Bitcoin fell sharply overnight and is now down 22.7% from a near four-week high, meeting the definition of a technical bear market, CoinDesk reported. The token briefly touched $61,400 before rebounding to around $62,400. The move has weighed on Strategy's shares, which have dropped nearly 15% over the past five trading days. Executive Chairman Michael Saylor said on X that roughly $40 billion has flowed into AI infrastructure via capital markets over the last six months, while spot Bitcoin ETFs have seen cumulative outflows of about $4 billion since May 14. He described the pullback as a temporary capital rotation, not a deterioration in confidence in Bitcoin. The report cited Wall Street expectations that major cloud providers' 2026 capital spending could exceed $600 billion, with about $450 billion earmarked for AI hardware, servers and networking. Saylor argued that institutional money is currently favoring AI-linked projects, pressuring Bitcoin ETF demand. Bitcoin is down about 7% over the past 24 hours and more than 14% over the last week. The slide has wiped more than $600 billion from total cryptocurrency market capitalization, the report said. Investors are also focused on Strategy's uncommon move to trim its Bitcoin position. In an 8-K filed June 1, the company said it sold 32 bitcoins between May 26 and 31 at an average price of $77,135 each, generating about $2.5 million in net proceeds after fees. Strategy said the cash will be used to pay dividends on its STRC preferred shares. While the sale was small, it was Strategy's first Bitcoin sale since late 2022, a development markets treated as a sensitive signal. As of the disclosure date, the company still held 843,706 bitcoins, worth roughly $61 billion based on the figures cited, keeping it among the largest bitcoin-holding public companies globally. A week before the sale, Strategy reshaped its financing.

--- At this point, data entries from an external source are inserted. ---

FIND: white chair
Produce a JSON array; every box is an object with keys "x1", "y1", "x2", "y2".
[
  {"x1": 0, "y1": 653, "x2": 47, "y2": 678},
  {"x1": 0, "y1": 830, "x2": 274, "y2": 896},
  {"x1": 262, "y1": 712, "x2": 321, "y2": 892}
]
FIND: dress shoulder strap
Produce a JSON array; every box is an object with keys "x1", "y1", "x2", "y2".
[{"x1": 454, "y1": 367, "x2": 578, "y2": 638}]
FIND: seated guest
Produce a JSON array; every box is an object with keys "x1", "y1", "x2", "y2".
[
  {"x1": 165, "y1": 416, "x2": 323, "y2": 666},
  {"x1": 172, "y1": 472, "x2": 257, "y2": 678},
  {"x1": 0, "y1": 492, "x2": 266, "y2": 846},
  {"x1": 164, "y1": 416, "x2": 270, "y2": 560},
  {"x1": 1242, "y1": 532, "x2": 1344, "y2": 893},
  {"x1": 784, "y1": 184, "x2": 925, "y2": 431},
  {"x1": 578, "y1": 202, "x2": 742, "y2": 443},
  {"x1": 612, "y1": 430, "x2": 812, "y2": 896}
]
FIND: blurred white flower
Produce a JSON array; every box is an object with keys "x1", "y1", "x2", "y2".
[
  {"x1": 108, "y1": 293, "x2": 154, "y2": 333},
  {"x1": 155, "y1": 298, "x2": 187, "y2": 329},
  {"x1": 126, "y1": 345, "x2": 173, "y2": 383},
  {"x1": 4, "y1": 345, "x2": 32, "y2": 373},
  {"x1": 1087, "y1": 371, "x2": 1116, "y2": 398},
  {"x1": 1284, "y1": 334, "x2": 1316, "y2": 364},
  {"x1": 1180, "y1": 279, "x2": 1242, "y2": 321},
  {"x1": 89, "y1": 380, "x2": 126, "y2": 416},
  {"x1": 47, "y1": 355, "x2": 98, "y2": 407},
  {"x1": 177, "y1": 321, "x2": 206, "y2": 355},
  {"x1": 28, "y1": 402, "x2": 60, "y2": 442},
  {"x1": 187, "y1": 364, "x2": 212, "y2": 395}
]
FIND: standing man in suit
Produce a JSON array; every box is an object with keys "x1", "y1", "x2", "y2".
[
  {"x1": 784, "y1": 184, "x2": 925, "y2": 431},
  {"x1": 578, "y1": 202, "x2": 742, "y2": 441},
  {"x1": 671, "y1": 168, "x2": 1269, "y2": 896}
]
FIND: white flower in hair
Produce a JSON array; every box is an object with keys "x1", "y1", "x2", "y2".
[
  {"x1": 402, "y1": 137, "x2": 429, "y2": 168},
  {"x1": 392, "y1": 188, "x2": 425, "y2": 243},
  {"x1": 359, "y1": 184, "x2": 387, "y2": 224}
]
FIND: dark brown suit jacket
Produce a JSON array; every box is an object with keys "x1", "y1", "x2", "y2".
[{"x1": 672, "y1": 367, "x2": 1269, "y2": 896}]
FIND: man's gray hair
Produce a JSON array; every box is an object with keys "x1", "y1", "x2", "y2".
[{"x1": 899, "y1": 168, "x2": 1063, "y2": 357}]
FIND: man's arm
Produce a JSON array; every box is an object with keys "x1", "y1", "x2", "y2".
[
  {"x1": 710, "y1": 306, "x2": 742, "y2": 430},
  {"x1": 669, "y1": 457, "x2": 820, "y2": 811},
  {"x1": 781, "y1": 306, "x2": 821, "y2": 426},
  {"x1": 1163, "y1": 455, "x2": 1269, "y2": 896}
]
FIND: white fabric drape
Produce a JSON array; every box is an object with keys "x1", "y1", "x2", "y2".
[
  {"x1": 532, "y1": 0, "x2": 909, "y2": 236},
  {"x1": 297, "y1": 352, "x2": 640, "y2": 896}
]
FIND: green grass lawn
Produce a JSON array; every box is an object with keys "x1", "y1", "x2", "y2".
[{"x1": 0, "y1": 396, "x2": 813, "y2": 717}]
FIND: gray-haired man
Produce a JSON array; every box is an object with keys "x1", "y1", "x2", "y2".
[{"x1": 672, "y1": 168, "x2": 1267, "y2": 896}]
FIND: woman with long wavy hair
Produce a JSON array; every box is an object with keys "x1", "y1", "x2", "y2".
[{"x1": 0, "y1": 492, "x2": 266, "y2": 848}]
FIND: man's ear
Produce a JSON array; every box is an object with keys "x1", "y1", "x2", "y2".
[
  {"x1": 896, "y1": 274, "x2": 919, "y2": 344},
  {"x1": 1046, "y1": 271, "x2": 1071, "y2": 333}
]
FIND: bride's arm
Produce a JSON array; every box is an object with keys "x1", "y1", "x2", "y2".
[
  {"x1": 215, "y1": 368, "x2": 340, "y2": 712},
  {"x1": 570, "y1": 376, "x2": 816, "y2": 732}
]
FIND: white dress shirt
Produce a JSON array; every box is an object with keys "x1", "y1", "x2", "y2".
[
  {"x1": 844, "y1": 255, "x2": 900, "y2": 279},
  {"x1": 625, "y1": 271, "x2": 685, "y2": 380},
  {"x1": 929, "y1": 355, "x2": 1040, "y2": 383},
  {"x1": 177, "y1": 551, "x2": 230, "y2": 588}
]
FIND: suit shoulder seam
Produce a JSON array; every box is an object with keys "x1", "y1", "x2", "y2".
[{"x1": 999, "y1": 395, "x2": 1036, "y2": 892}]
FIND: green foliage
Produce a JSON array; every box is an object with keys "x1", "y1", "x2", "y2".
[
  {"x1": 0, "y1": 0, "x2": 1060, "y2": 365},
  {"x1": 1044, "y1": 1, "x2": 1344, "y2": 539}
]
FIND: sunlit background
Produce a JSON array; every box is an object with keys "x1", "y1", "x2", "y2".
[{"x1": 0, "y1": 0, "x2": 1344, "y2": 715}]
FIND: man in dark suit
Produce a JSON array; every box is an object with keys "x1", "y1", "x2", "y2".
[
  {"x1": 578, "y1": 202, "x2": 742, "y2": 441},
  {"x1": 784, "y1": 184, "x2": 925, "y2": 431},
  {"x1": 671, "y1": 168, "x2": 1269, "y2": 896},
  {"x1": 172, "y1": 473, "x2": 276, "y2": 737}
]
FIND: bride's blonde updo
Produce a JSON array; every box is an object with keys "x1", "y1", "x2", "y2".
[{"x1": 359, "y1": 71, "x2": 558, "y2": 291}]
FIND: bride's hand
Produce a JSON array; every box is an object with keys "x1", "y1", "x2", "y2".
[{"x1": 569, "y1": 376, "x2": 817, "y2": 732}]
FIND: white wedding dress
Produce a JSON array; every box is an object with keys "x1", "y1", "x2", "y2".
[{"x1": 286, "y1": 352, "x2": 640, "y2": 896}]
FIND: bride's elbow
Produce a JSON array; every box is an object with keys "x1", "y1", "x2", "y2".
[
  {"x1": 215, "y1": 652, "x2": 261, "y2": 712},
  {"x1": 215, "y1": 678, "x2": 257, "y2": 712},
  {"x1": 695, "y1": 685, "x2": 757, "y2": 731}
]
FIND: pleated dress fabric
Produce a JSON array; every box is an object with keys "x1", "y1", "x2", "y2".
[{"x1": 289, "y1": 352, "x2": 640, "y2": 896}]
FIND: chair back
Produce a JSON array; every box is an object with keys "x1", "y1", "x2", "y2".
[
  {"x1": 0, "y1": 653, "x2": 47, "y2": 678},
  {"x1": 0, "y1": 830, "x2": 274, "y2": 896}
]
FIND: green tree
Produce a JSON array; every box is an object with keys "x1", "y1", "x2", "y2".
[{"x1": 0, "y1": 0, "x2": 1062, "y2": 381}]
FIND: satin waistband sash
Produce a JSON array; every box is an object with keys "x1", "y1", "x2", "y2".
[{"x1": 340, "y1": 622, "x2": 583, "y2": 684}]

The company repurchased $1.5 billion principal amount of 0% convertible notes due 2029, paying about $1.38 billion in cash. It said the deal lowered its debt burden by about $120 million, reducing outstanding convertible notes from $8.2 billion to $6.7 billion. After the repurchase, Strategy reported roughly $871 million in cash on its balance sheet. CoinDesk noted that while Saylor framed Bitcoin's decline as AI-driven fund rotation, even a modest sale by Strategy during a downturn was enough to intensify scrutiny of any potential shift in the firm's holding strategy.